Machine Learning: Data Preprocessing
I have already started getting into deep learning, and been alloted some great tasks to carry out for the intended projects in AGV. Now when it comes to deep learning, its all about collecting dataset, which is first of all, erroneous, and again different machine learning libraries demand the dataset in various formats. But, there also exists some libraries that can directly allow importing images straight from the directory, EX. Caffe. On other hand, libraries like Tensorflow or Torch, restricts this and generally uses Tensor or numpy “n” dimensional array, for faster data calling and embedding.
Currently, I am involved with two libraries Caffe and Tensorflow in two different projects where I had faced some issue regarding above dataset preprocessing requirements. So, I sort of developed a python code which when applied on class-wise classified dataset, returns pickle files individually for each class and also provides various options like Tensor or ndarray reformating (as according to Convnet input), merged pickle file generation, etc. The only explicit requirement for successfully running this code is that dataset should be segregated in classes wise order in different directories, which I think is followed by most of the datasets found online. Take the example of MNIST, then notMNIST, another famous one is cifar-10, cifar-100, and for driverless cars, we have GTSRB (Traffic sign recognition), GTSDB (Traffic sign detection) from University of Informatics. Imagenet provides more than 1000 classes in a similar way.

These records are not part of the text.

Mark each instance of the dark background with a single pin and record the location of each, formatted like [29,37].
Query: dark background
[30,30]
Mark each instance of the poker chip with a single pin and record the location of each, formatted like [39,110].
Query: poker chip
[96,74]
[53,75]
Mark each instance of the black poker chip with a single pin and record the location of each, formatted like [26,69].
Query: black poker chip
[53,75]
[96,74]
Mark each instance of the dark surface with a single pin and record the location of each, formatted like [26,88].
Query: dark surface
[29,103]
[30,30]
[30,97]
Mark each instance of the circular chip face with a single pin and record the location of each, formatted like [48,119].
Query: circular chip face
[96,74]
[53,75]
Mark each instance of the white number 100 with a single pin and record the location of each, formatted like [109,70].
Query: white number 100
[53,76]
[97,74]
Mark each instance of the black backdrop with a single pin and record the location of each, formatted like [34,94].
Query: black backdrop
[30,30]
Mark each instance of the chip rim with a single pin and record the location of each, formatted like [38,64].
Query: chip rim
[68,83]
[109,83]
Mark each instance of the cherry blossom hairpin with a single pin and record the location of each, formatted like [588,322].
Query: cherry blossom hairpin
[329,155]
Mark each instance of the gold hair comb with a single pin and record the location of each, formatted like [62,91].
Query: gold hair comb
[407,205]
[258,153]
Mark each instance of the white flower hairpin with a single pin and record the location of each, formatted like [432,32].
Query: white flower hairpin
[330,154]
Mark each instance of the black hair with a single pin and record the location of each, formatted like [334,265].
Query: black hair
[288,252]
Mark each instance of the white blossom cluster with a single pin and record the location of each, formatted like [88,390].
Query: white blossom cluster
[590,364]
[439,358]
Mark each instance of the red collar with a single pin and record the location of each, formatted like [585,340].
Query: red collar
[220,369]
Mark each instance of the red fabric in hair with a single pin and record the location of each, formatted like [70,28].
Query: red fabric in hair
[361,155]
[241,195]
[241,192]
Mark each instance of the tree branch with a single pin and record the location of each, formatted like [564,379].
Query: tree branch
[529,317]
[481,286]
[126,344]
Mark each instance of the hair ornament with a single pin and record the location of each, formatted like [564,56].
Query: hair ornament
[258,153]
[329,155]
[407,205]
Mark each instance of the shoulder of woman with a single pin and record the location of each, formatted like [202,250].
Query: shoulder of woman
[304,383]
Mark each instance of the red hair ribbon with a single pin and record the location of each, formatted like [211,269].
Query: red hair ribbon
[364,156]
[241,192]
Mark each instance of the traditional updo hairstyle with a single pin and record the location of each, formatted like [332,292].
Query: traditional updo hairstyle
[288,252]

The code is self explanatory. Still here is a brief about the pipeline.
# Collect the images, classes wise and Normalize. By normalization, I mean getting its mean close to zero and standard deviation close to 0.5. Normalization is very useful for optimizers to converge quickly.
# Create a ndarray using numpy of set of Images. I have taken classes as set, and have loaded them into individual pickle file.
# Merge the pickle files as according to requirement. Most of the times, only a single chunk of dataset is available and it has to be classified into validation set, training set, and test set. This has been taken care of in the code. Just mention the proportion of volume required in each set before code execution
# Give parameters for reformatting, incase you need one.
Here is the link to the github repository.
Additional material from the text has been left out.